In practice: Channel 4 Television
Few UK companies will ever experience a content-management challenge quite as daunting as that faced by broadcaster Channel 4.
For a start, a robust publishing infrastructure is a must-have for a TV-station website. With more than 60 million page views per day, the sheer volume of traffic to Channel 4’s site is staggering – and those visitors expect the very latest information on each and every visit. When popular reality shows such as ‘Big Brother’ are on air, moreover, those numbers swell.
But there is no room for cutting corners in the race to get information up online. As one of the country’s most innovative and popular brands, a significant swathe of its 32-million-strong weekly television audience expects the company to provide an online experience that is just as creative, thoughtful and compelling as its TV programmes.

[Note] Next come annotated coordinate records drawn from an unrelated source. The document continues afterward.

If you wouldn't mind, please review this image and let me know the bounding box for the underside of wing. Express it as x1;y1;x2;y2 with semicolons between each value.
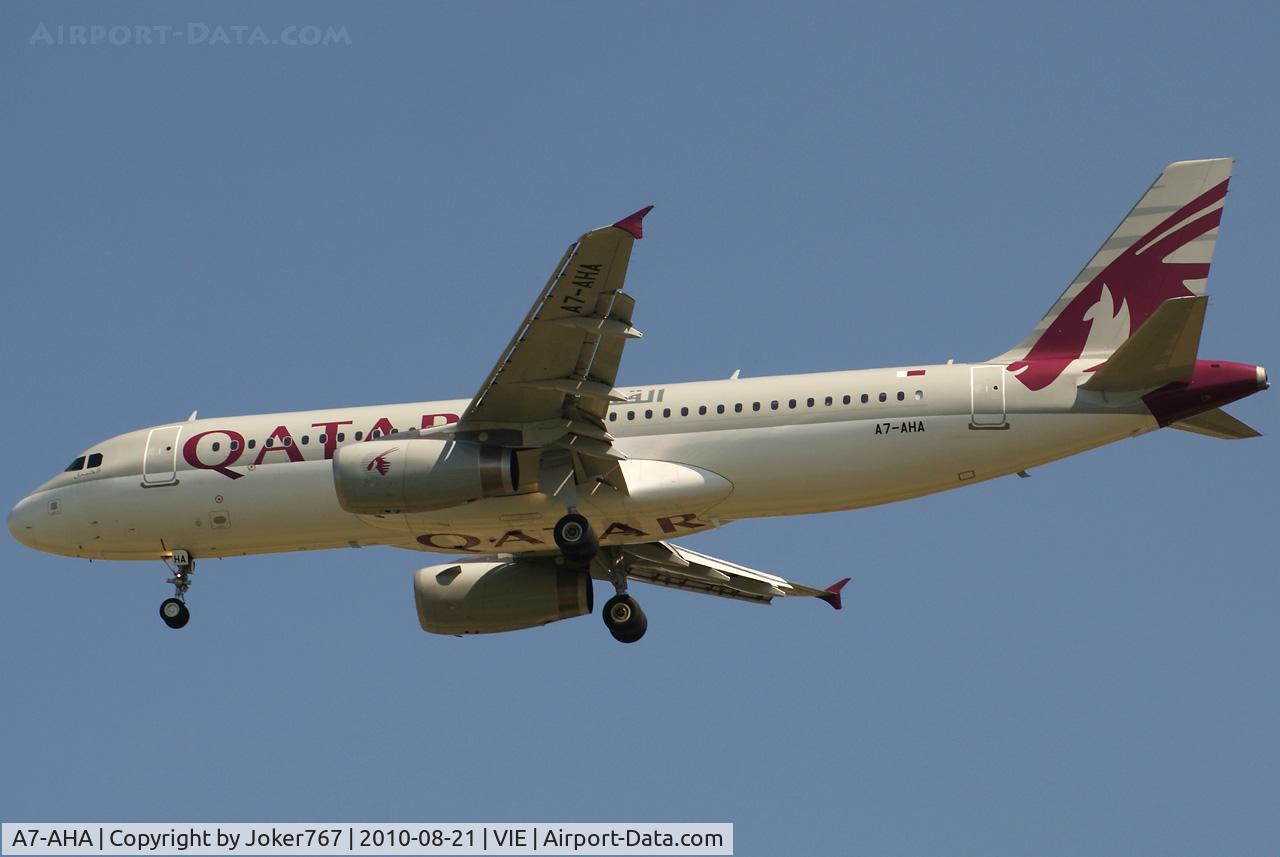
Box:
618;541;849;610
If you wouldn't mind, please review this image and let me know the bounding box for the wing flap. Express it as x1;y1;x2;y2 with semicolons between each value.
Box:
621;541;847;609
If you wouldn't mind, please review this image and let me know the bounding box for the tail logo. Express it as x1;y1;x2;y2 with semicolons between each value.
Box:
365;446;399;476
1009;182;1228;390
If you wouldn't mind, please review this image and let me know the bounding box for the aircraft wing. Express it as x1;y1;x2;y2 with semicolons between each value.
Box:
620;541;849;610
448;206;653;490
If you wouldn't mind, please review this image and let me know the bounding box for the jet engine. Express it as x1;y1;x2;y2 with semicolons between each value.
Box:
413;558;593;634
333;437;520;514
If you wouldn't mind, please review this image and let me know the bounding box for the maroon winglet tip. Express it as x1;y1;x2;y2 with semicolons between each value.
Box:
818;577;850;610
613;206;653;240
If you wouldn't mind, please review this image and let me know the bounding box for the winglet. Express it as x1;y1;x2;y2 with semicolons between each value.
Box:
818;577;849;610
613;206;653;240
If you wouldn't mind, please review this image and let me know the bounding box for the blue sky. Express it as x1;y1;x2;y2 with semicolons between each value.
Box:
0;3;1280;856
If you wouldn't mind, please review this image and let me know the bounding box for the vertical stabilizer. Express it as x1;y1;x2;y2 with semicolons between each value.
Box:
993;157;1231;390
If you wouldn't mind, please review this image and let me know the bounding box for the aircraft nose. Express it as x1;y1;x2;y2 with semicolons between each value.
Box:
9;496;37;547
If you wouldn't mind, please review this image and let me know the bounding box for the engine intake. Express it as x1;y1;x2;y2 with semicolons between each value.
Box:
413;558;593;634
333;437;518;514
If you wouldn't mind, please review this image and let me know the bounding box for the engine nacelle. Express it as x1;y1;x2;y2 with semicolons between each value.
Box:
333;437;520;514
413;558;593;634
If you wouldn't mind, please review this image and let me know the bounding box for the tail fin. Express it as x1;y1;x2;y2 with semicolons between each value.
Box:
993;157;1231;390
1080;294;1208;393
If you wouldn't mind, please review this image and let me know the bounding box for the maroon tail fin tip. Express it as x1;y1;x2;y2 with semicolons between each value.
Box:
613;206;653;240
818;577;850;610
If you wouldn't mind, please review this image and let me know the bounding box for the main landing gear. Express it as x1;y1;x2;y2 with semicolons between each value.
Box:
160;550;196;628
552;508;649;643
604;591;649;642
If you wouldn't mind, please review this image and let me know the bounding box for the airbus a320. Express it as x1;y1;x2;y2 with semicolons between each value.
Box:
9;159;1267;643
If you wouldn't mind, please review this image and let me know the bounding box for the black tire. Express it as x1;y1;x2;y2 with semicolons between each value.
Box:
613;613;649;643
552;512;600;560
160;599;191;628
602;595;649;643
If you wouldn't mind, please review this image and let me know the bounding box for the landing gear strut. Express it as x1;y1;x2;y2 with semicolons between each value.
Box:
602;556;649;643
160;550;196;628
552;510;600;562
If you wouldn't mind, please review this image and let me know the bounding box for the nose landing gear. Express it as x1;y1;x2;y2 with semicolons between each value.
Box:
160;550;196;628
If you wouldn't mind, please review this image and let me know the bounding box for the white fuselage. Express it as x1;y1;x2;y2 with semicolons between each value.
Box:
9;365;1157;559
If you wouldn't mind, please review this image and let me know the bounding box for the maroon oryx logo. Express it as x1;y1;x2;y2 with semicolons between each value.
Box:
365;446;399;476
1009;182;1226;390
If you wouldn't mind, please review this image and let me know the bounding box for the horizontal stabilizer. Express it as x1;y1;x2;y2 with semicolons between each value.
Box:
1080;295;1208;393
1169;408;1262;440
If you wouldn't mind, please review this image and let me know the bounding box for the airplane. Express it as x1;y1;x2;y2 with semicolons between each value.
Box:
8;159;1268;643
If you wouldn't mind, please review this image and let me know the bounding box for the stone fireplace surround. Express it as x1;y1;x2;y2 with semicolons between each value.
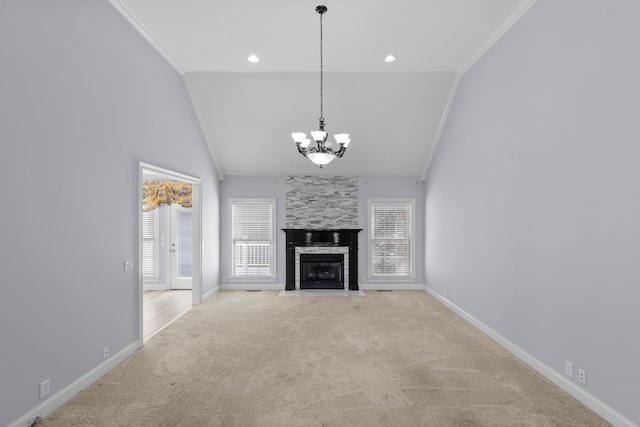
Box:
283;228;362;291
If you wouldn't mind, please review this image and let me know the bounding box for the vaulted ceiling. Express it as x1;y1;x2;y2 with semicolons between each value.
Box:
110;0;535;179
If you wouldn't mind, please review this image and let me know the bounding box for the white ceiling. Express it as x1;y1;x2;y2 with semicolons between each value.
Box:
110;0;535;178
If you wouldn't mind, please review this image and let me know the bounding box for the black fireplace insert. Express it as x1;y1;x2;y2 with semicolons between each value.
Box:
300;254;344;289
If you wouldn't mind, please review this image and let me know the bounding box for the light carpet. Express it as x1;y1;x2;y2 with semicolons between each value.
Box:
41;291;608;427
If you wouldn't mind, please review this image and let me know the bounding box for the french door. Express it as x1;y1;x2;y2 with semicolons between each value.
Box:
169;204;193;289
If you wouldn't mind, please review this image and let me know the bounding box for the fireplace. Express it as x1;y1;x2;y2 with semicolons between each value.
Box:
283;228;362;291
300;254;344;289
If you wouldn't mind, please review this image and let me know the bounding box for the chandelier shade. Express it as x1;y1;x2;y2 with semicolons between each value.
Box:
291;5;351;168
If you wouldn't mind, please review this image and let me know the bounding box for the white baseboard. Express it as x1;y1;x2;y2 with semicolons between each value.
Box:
220;282;284;291
358;282;424;291
202;286;220;302
142;283;169;291
424;286;637;427
8;341;138;427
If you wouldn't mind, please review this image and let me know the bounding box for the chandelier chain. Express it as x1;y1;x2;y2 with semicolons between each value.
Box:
320;13;324;130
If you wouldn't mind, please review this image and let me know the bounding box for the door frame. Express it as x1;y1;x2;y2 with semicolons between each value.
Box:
137;162;202;347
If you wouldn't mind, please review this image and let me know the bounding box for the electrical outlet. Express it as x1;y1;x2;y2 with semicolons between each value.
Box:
578;369;587;384
40;378;51;399
564;360;573;378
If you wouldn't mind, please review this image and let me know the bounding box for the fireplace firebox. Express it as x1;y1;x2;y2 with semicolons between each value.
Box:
300;254;344;289
283;228;362;291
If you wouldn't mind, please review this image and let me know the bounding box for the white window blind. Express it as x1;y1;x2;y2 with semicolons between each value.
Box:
142;209;160;280
231;199;275;278
369;200;414;277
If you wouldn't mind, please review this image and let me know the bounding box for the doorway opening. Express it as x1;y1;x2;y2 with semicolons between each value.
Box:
138;163;202;346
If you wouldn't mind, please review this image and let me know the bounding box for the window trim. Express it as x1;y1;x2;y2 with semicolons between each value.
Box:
227;197;278;283
367;197;416;282
140;207;160;283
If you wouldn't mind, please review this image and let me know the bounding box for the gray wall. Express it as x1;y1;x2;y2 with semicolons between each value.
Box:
426;0;640;423
220;176;425;287
0;0;219;426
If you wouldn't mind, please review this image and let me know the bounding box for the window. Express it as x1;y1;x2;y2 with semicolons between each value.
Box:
230;199;275;280
369;199;415;279
142;208;160;281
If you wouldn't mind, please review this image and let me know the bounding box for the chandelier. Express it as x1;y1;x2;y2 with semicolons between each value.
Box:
291;5;351;168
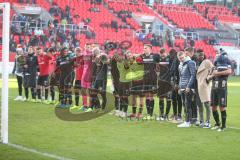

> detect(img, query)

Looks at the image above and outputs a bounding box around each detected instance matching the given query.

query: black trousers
[181,91,194,122]
[172,90,182,117]
[17,76,23,96]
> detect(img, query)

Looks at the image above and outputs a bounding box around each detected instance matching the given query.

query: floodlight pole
[0,3,10,144]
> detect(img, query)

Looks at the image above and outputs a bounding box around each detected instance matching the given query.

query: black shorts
[59,72,75,88]
[113,81,119,95]
[211,88,227,107]
[130,80,145,97]
[92,80,107,91]
[118,82,130,96]
[158,91,173,100]
[23,75,37,88]
[37,75,49,87]
[74,80,82,89]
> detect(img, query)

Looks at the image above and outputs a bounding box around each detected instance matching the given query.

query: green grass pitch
[0,77,240,160]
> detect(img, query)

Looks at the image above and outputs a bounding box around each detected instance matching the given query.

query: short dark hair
[160,48,166,54]
[184,47,194,52]
[47,47,55,52]
[144,43,152,49]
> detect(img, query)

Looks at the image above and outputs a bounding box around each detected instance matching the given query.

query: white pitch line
[7,143,73,160]
[227,127,240,130]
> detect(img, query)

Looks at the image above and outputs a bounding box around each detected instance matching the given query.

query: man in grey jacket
[178,52,196,128]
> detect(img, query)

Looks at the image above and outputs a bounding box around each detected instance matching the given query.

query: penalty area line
[227,126,240,130]
[6,143,73,160]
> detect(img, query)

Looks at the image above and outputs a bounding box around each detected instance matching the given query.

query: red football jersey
[38,54,51,76]
[49,52,60,74]
[75,56,83,81]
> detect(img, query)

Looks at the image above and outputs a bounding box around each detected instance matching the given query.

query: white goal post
[0,3,10,144]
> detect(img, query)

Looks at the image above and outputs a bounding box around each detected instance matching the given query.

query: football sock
[159,99,164,116]
[37,89,42,99]
[221,110,227,128]
[45,89,48,100]
[166,100,171,115]
[213,111,220,126]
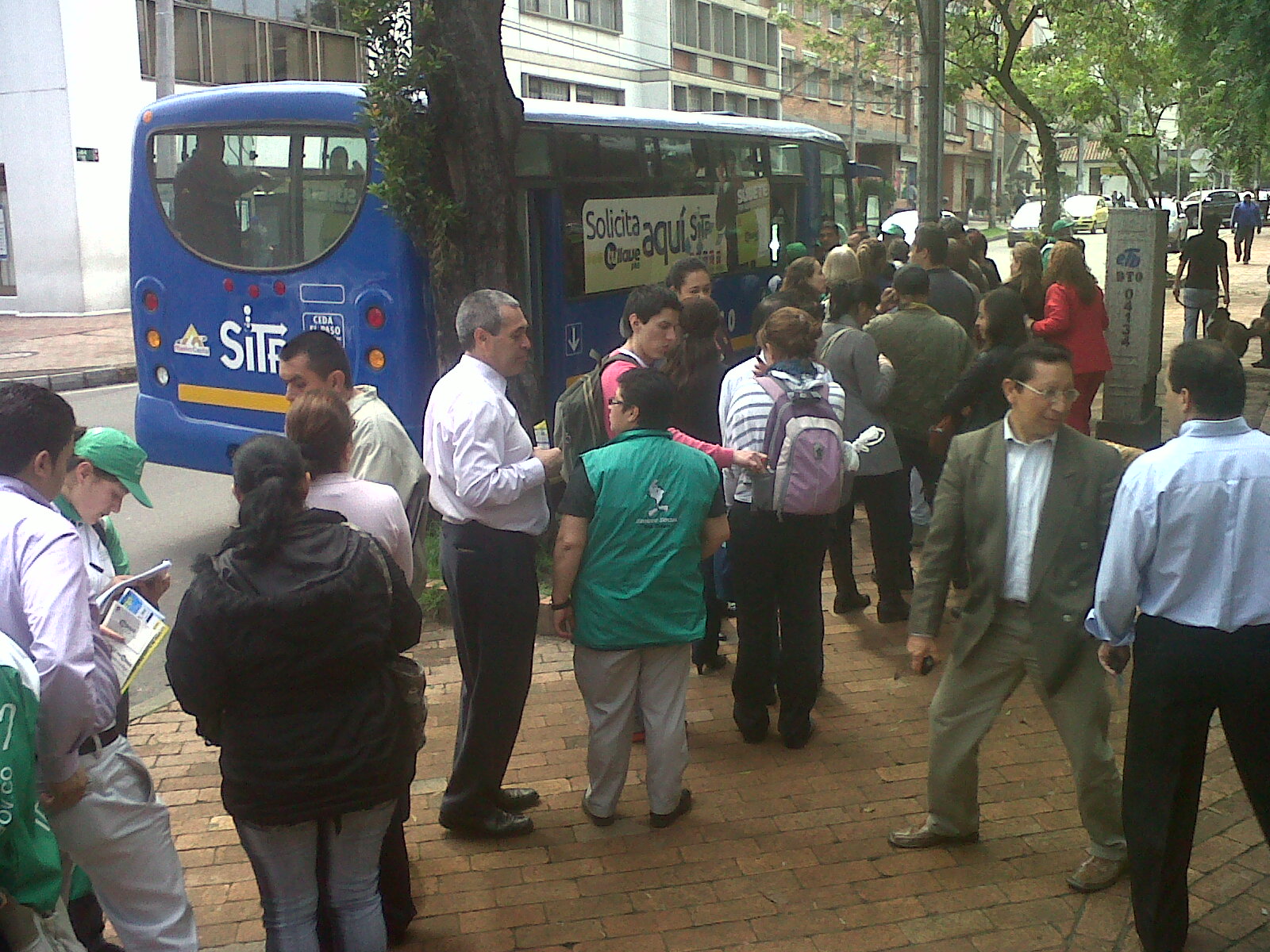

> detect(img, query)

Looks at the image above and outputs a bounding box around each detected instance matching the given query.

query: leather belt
[79,727,121,757]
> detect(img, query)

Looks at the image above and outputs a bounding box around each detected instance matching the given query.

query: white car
[1006,202,1045,248]
[879,208,956,244]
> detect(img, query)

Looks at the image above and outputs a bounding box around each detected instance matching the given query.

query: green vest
[573,430,719,651]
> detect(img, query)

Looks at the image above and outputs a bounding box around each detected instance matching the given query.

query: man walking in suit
[1084,340,1270,952]
[889,343,1126,892]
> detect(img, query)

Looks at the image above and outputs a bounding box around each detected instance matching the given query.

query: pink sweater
[599,347,735,470]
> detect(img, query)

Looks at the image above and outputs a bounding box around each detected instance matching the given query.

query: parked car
[1063,195,1111,235]
[878,208,956,244]
[1006,202,1045,248]
[1160,198,1189,251]
[1183,188,1240,230]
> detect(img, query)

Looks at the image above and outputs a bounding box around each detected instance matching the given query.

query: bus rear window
[150,125,367,271]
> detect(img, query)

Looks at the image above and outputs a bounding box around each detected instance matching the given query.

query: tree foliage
[341,0,523,375]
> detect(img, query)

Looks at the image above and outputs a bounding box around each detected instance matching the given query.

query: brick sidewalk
[131,533,1270,952]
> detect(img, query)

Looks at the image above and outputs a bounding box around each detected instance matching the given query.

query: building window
[573,83,626,106]
[521,75,622,106]
[573,0,622,30]
[521,0,569,21]
[137,0,364,84]
[522,76,569,103]
[0,165,17,296]
[802,63,821,99]
[672,0,697,46]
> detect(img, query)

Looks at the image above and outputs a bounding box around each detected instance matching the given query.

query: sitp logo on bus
[221,305,287,373]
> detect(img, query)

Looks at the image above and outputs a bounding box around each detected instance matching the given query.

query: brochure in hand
[102,589,171,692]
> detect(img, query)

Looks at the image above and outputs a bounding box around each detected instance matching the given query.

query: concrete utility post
[1096,208,1168,449]
[155,0,176,99]
[917,0,946,221]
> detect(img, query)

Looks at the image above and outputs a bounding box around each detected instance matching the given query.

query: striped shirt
[719,362,847,505]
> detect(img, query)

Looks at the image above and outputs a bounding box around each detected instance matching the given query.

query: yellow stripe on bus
[176,383,291,414]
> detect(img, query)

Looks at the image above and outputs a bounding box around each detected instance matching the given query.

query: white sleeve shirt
[423,354,548,536]
[1001,414,1058,601]
[1084,416,1270,645]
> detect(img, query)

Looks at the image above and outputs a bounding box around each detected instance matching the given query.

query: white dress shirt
[1001,414,1058,601]
[423,354,548,536]
[1084,416,1270,645]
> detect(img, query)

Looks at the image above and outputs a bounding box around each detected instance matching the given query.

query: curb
[0,363,137,392]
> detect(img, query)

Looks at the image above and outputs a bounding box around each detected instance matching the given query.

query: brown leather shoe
[887,823,979,849]
[1067,855,1129,892]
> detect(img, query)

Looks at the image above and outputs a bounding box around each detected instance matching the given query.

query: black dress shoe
[441,808,533,839]
[648,787,692,829]
[878,595,910,624]
[494,787,542,814]
[833,592,872,614]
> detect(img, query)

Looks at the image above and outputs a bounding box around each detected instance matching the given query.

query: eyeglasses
[1014,379,1081,405]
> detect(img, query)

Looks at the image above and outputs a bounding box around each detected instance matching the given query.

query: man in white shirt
[423,290,563,836]
[889,343,1126,892]
[1084,340,1270,952]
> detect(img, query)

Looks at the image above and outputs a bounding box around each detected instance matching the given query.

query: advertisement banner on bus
[737,179,772,268]
[582,195,726,294]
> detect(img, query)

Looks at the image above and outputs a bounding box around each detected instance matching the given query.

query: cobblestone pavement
[71,240,1270,952]
[132,540,1270,952]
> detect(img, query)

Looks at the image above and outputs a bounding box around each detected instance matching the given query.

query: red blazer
[1033,284,1111,373]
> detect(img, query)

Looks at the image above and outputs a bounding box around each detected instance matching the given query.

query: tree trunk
[995,71,1063,227]
[414,0,525,366]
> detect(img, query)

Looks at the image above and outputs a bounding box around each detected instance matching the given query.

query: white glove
[842,427,887,472]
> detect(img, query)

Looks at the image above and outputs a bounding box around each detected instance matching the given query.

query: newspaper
[102,588,171,692]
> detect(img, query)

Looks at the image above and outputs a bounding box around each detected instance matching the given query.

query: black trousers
[692,556,724,664]
[728,503,833,739]
[441,522,538,817]
[829,470,913,599]
[1124,614,1270,952]
[1234,228,1257,262]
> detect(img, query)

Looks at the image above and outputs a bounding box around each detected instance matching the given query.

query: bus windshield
[150,125,370,271]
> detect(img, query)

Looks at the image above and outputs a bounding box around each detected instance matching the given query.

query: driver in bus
[173,132,269,264]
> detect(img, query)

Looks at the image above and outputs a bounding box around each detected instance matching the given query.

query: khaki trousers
[927,601,1126,859]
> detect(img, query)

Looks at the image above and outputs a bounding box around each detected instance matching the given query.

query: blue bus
[129,83,880,472]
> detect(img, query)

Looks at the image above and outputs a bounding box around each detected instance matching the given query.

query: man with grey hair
[423,290,563,836]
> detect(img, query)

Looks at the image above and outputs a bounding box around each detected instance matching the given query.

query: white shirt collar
[1001,413,1058,447]
[459,354,506,396]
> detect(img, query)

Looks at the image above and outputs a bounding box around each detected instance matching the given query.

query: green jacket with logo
[560,429,722,651]
[0,632,62,912]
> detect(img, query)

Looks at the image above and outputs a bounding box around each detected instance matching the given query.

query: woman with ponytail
[167,434,421,952]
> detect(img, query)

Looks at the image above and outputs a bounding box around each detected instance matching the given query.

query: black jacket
[941,344,1018,433]
[167,509,421,825]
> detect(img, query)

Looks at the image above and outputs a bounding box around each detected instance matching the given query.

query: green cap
[75,427,154,509]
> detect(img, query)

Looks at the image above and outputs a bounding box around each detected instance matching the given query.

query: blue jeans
[1181,288,1217,340]
[235,801,395,952]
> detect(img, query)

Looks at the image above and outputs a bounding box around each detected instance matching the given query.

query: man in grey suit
[889,343,1126,892]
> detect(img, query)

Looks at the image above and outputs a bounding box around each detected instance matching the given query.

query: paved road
[64,385,235,715]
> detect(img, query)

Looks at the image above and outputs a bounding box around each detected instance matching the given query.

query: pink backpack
[753,374,847,516]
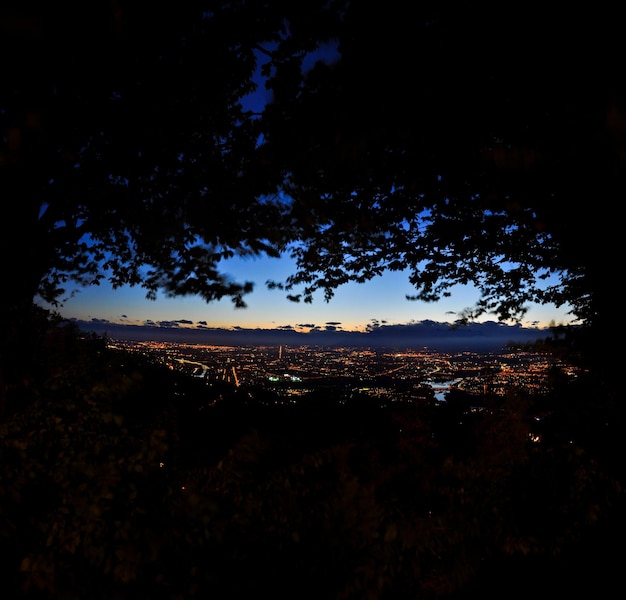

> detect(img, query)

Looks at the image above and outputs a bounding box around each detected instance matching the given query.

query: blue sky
[40,45,572,338]
[47,251,571,331]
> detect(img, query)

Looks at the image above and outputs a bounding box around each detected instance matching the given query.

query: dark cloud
[70,319,560,352]
[157,321,179,327]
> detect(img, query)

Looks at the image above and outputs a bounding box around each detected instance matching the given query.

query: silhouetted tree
[0,0,626,380]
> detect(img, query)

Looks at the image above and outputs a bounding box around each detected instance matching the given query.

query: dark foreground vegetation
[0,314,626,600]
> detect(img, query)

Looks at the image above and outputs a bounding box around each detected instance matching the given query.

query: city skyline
[44,252,572,342]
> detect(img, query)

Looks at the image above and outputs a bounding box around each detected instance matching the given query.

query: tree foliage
[0,0,625,330]
[0,316,623,600]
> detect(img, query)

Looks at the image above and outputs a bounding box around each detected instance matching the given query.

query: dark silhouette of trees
[1,0,625,344]
[0,0,626,598]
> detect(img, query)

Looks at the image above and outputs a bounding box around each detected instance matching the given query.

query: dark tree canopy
[0,0,626,356]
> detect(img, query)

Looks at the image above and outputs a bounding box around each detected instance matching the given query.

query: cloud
[70,319,550,352]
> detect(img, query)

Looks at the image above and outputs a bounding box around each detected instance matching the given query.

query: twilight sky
[41,252,571,331]
[37,45,572,340]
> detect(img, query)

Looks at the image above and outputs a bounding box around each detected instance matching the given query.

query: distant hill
[69,320,550,352]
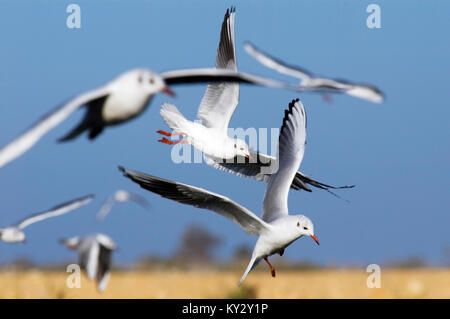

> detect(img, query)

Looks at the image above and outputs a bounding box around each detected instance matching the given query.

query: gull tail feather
[159,103,189,132]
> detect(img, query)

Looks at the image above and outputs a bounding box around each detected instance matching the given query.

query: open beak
[310,235,320,245]
[163,86,175,96]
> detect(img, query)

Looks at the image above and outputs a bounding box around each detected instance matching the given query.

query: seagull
[244,42,384,103]
[60,234,117,292]
[119,99,319,285]
[0,56,306,167]
[157,8,354,197]
[0,195,94,243]
[157,8,250,159]
[97,190,149,221]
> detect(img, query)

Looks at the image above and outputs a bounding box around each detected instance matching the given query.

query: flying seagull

“It’s no longer simply about publishing information about Channel 4, its programmes, its presenters and so on,” says Sam McGregor, manager of new media technology at Channel 4. “Meeting user expectations is vital and, in keeping with that, our site is rapidly becoming not only a video-centric portal that builds on TV programmes, but also a platform for user interaction, where our audience can rate programmes and provide their own commentary,” he says.
Producing and editing content and keeping it up-to-date is therefore a huge task – and it is one that needs to be handled by the editors and business users responsible for content, rather than busy IT staff. For that reason, Channel 4 extended its relationship with WCM software company Interwoven, in 2006.
The company had already been using Interwoven’s TeamSite WCM system since 2002, said McGregor, but has now supplemented that with Interwoven LiveSite, a content-publishing server that reduces the content editor’s dependency on the IT team.
That enables editors to update newsfeeds themselves as soon as stories break and to adapt to new situations unfolding on reality shows, such as ‘Big Brother’, by posting updates and video clips within minutes of the broadcast itself. “The software has really helped us to ensure our site is current with news and editorial content that our viewers are really interested in,” says McGregor.
Not only that, he adds, but interactive areas on the site that encourage contributions from website visitors have become a vital part of enabling editors to understand the audience and appreciate their needs. “Of course, that relies heavily on strong moderation capabilities, in order that inappropriate content doesn’t appear – but again, that’s something that TeamSite helps us control,” he says.